Alors qu’il a à peine 40 ans, sa vie bascule. « Je suis rattrapé par la réalité de la vie : cancer, VIH, hépatite. Au lieu de gérer ma croissance professionnelle, j’ai dû gérer ma décroissance sociale », se souvient-il.
Des malades chroniques aujourd’hui experts et acteurs du système de santé « Mon parcours se résume entre un avant et un après. Cette situation est d’une extrême violence. Je me suis alors posé la question de savoir comment transformer ma faiblesse en force en connaissant mes maladies et comment vivre avec. » Il découvre l’empowerment, dans la littérature francophone le « pouvoir d’agir ». Chaque individu, chaque communauté, où qu’il se situe dans l’échelle sociale, possède des ressources et doit pouvoir les utiliser pour améliorer ses conditions d’existence et tracer la route vers plus d’équité.
Éric Salat découvre l’université des patients, Pierre et Marie Curie (UPMC), première université à proposer une offre de formation diplômante française en éducation thérapeutique ouverte aux patients. Des malades chroniques peuvent ainsi devenir experts de leur pathologie et acteurs du système de santé.

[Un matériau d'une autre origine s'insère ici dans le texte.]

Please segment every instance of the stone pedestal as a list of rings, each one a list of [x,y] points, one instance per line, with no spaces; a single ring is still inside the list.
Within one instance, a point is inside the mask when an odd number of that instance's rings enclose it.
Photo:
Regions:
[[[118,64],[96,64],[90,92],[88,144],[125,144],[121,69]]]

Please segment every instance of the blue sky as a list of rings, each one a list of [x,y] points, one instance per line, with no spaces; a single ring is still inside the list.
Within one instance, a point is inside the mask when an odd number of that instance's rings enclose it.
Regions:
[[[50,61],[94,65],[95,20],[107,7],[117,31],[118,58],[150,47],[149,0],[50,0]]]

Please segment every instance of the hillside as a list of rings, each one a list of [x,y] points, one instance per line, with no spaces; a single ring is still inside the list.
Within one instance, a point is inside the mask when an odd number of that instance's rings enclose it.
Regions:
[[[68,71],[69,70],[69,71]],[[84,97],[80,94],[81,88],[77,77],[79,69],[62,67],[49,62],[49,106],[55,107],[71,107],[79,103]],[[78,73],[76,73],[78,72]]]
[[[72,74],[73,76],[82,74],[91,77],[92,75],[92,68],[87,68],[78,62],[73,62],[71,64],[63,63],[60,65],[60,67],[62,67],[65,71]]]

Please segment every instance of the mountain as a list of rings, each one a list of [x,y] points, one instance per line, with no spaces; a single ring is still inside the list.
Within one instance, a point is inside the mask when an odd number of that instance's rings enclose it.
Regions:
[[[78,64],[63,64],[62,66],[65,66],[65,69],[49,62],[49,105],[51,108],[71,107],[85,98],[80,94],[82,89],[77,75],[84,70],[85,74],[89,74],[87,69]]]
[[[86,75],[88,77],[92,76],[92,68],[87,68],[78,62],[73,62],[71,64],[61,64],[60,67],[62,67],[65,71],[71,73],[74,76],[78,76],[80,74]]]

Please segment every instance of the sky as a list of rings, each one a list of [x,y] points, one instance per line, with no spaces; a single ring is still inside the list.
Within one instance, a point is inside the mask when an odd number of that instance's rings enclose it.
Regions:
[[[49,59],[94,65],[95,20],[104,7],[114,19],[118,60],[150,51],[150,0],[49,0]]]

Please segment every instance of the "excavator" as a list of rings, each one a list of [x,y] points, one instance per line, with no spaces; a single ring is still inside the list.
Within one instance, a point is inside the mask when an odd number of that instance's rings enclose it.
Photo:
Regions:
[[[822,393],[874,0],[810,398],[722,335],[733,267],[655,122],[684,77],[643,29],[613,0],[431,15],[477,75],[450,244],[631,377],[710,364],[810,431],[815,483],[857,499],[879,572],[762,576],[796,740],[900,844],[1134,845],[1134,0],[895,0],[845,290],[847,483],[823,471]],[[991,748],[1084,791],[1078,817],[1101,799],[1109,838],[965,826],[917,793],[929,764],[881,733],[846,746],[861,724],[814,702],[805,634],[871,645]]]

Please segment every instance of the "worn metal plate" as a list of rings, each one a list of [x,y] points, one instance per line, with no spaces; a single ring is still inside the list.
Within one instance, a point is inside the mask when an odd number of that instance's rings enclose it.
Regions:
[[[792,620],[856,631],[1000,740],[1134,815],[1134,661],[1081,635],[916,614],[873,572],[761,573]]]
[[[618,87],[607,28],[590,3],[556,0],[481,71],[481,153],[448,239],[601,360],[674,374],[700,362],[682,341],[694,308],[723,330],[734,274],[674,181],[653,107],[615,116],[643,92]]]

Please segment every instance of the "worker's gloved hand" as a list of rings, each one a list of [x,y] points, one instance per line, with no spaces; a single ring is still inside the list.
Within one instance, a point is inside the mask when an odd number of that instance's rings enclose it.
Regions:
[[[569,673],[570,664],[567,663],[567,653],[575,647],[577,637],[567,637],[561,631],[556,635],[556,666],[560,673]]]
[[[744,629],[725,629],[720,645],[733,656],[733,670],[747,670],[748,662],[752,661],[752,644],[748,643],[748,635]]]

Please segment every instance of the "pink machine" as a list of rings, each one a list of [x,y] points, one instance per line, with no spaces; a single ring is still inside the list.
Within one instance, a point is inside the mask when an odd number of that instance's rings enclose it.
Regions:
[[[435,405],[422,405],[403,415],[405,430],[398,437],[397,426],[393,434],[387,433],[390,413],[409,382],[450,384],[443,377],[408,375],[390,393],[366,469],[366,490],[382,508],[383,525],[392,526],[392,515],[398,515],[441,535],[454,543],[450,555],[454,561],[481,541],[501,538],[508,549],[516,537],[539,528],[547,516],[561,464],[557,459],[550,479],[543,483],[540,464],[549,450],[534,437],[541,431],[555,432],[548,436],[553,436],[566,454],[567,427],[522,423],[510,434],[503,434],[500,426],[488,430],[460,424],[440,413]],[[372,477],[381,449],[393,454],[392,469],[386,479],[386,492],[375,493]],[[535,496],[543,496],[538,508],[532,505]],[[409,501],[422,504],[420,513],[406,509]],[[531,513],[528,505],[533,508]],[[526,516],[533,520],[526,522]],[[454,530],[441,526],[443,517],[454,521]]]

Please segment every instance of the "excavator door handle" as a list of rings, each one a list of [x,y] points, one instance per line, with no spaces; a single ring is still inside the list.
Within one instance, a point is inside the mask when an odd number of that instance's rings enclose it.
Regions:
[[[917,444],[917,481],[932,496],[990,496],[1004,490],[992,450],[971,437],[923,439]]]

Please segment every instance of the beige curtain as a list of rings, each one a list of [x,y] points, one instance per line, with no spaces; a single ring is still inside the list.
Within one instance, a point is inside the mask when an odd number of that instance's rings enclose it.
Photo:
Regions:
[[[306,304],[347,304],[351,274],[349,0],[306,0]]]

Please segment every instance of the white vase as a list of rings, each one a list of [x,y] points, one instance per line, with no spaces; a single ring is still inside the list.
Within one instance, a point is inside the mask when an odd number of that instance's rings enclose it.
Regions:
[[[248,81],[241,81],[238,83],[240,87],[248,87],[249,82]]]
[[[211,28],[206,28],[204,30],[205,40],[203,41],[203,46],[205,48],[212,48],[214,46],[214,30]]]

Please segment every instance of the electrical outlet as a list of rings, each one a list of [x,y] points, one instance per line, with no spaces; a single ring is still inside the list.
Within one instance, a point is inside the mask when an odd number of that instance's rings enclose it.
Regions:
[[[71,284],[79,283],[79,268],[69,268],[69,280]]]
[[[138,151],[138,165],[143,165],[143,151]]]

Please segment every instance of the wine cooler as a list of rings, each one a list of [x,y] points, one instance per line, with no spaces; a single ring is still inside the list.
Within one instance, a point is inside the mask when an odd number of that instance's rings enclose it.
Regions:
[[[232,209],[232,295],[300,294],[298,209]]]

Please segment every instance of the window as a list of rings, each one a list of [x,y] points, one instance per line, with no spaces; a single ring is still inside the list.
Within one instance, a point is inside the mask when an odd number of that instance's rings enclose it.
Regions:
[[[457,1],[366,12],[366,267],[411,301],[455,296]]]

Aujourd’hui, il est en charge d’une formation diplômante de « démocratie en santé ». « J’en attends une montée en puissance de la parole des usagers du système de soins de façon plus démocratique. Ce diplôme doit donner la capacité à des gens de bonne volonté d’apprendre dans la bienveillance à changer une société autour de soi au travers du passage à la formation et à l’information. Pour moi, cette démarche est l’essence même de ma vie, elle m’a rendu ma fierté par rapport à tout ce que j’ai connu et surtout, je n’oublie pas que je suis un survivant ! »
« L’innovation thérapeutique et technologique a été telle que nous sommes passés de malade couché, à debout, en moins de 30 ans. Notre espérance de vie a explosé, notamment celle des personnes atteintes de cancers ou de pathologies qui entrainaient systématiquement une fin plus courte que la moyenne. Or sociologiquement, le problème n’a pas été anticipé, d’où la véritable nécessité des patients ressources pour, sans doute à terme, redonner un sens à la vie de personnes qui se demandent « mais pourquoi ai-je fait tout cela ».
La maladie n’est jamais anecdotique dans le parcours des personnes. A une époque où l’on parle de trans-humanisme et où l’on peut envisager de vivre 150 à 1 000 ans (selon le Dr Laurent Alexandre), il faut donner un sens à la vie. C’est en cela que les patients ressources, experts, pairs, usagers... sont nécessaires au système, il faut des intermédiations », affirme Eric Salat.